Yücel Özdemir
Berlin’de pazartesi günü sona eren Ukrayna görüşmelerinin ardından Alman basınında yer alan haberlerin çoğunda iyimserlik havası hakim. “Artık top Putin’de” diyenlerin sayısı bir hayli fazla. 28 maddeden 20 maddeye düşürülen ‘barış planı ’ndan hangi maddelerin çıkarıldığı, hangilerinin eklendiği ise sır gibi saklanıyor. Muhtemelen ABD delegasyonunun Moskova’ya yapacağı ziyaretin ardından her şey daha net görülebilecek.

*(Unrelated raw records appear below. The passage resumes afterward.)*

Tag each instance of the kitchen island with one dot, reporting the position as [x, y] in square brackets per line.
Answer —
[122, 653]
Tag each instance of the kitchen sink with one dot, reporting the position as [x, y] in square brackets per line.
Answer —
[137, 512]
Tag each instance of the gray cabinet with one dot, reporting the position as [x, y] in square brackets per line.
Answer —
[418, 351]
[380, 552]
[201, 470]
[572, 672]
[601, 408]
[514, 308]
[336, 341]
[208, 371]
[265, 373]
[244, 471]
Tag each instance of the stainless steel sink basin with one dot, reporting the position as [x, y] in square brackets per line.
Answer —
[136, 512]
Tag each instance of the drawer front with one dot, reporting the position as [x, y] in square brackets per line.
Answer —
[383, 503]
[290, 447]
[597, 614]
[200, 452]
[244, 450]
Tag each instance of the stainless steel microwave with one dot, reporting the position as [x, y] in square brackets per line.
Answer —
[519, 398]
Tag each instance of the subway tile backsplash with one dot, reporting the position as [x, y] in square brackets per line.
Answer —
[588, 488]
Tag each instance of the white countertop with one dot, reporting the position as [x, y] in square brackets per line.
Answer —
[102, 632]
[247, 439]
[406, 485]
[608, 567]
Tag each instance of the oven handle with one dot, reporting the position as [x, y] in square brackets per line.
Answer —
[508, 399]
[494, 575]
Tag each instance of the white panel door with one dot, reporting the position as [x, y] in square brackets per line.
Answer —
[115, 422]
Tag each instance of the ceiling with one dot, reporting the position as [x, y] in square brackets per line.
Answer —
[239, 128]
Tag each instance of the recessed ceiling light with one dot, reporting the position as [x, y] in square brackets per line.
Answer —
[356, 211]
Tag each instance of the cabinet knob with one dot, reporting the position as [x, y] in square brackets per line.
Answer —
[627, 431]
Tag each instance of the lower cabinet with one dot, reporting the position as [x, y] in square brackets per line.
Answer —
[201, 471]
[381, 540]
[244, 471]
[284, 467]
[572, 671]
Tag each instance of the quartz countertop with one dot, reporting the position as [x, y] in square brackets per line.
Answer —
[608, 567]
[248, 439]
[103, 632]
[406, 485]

Almanya başta olmak üzere Avrupalıların en büyük sevinci, savaşın biteceği beklentisi değil, genel olarak Batı’nın ortak bir paydada buluşarak, Rusya’ya karşı aynı karede birlik mesajı vermesiydi. Bugüne kadar ABD tarafından pazarlık masasının dışında tutulan Avrupa ülkeleri, Berlin toplantısıyla masaya oturmayı başardılar. Elbette, Ukrayna’ya ‘güvenlik garantisi ’nin askeri ve mali boyutunu üstlenme karşılığında. Güvenlik garantisinin Avrupalılar tarafından kurulacak bir uluslararası güçle sağlanacağı, görüşmelerden çıkan en somut sonuçtu. Ancak nasıl olacağı konusunda çok sayıda belirsizlik var.
Buna rağmen özellikle Almanya’nın kendisine güvenini geri kazandığını, Başbakan Merz’in çarşamba günü mecliste yaptığı yılın son “hükümet açıklaması ”nda görüldü. Merz konuşmasında iki noktayı öne çıkardı: Birincisi “Almanya uluslararası sahneye geri döndü”, ikincisi de “Büyük güçlerin oyuncağı değiliz.” İkisi de daha çok içeriye yönelik yeni başarı hikayesi olarak satılan söylemler. Zira dünyanın üçüncü büyük ekonomisine sahip Almanya, aslında hep emperyalist paylaşımda vardı. İkinci söylemdeki mesajın asıl olarak ABD ve Trump’a gönderildiği ise açık. ‘Büyük güçler ’den kasıt ABD’den başkası değil. Bu aynı zamanda Berlin’de Rusya’ya karşı verilen ‘birlik’ mesajının altının boş olduğunu da gösteriyor. Batılı emperyalist güçler arasındaki çıkar farklılığı, bundan sonra da her fırsatta kendisini dışa vurmaya devam edecek.